Jorge is a Colombian choreographer, experience & interaction designer based in Brussels whose work lies in the intersection of interface technologies and sociology. His choreographies propose playgrounds where the body in time-space becomes a source of non-binary knowledge. He creates frameworks with a responsive/interactive/relational aspect where the subject of attention is the public, where the people come together. His focus is on decolonizing knowledge where the body is a source of healing.
Angelo is a space systems researcher, biologist, and community artist. With his multidisciplinary background, he collaborates closely with practicing scientists, while also creating multimedia art installations, and building communities through design and co-creation. In 2013 he was crew commander of the NASA-funded HI-SEAS Mars simulation in Hawaii. Currently he is doing research on interstellar travel at Delft University of Technology. He has lived in many corners of the world, is a TED Senior Fellow, and loves computer games.

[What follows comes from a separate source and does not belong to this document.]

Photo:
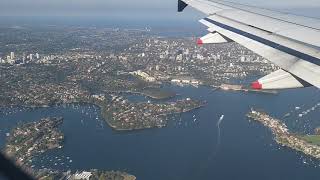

Pieter Steyaert is an artist and transdisciplinary researcher who explores collaborations within artistic and scientific communities. His work particularly focuses on the context of astrophysics and exoplanets. Pieter is one of the co-founders of SEADS and has worked on a wide range of Biomodd, Seeker and Ēngines of Ēternity projects in Europe, the USA and SE Asia. He leads the development of tools and platforms that support the global SEADS community.
Pieter is fascinated by the possibilities, ethics, and shortcomings of the techno-realm. He shares and explores insights as an educator and researcher. His interests include artificial life, data-driven experience design, and art-science interactions. Pieter conducts research at CHAMELEON, an exoplanet research group which is affiliated with both the University of Antwerp and the University of Copenhagen. His research aims to use artistic methodologies to advance scientific ideation and research.